Background: Equal access to health ensures that all citizens, regardless of socio-economic status, can achieve optimal health, leading to a more productive, equitable, and resilient society. Yet, migrant populations were frequently observed to have lower access to health. The reasons for this are not entirely clear and may include language barriers, a lack of knowledge of the healthcare system, and selective migration (a "healthy migrant" effect). Objective: To examine differences in hospital utilization and readmission rates between Austrian and non-Austrian populations using nationwide hospital claims data, with the aim of disentangling the effects of potential barriers to healthcare access.

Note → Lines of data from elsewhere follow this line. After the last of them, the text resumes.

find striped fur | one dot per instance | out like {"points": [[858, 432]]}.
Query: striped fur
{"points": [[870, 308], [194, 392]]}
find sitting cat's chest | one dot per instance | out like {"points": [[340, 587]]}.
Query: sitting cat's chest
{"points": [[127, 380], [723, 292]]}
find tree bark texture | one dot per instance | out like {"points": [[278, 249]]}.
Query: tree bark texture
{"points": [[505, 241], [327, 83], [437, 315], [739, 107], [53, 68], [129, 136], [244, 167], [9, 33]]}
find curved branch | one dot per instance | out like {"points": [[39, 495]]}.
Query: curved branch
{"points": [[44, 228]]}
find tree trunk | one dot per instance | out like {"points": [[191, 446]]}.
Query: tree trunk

Methods: Here, we use extensive medical claims data from Austria (13 million hospital stays of approximately 4 million individuals between 2015 and 2019) to compare the healthcare utilization patterns between Austrians and non-Austrians. We looked at the differences in primary diagnoses and hospital sections of initial hospital admission across different nationalities. We hypothesize that cohorts experiencing the "healthy migrant" effect show lower readmission rates after hospitalization compared to migrant populations that are in poorer health but show lower hospitalization rates due to barriers in access. Results: We indeed find that all nationalities showed lower hospitalization rates than Austrians, except for Germans, who exhibit a similar healthcare usage to Austrians. Although around 20% of the population has a migration background, non-Austrian citizens account for only 9.4% of the hospital patients and 9.79% of hospital nights. However, results for readmission rates are much more divergent. Nationalities like Hungary, Romania, and Turkey (females) show decreased readmission rates in line with the healthy migrant effect. Patients from Russia, Serbia, and Turkey (males) show increased readmissions, suggesting that their lower hospitalization rates are more likely due to access barriers. Conclusion: Considering the surge in international migration, our findings shed light on healthcare access, usage behaviours and gender differences across patients with different nationalities, offering new insights and perspectives.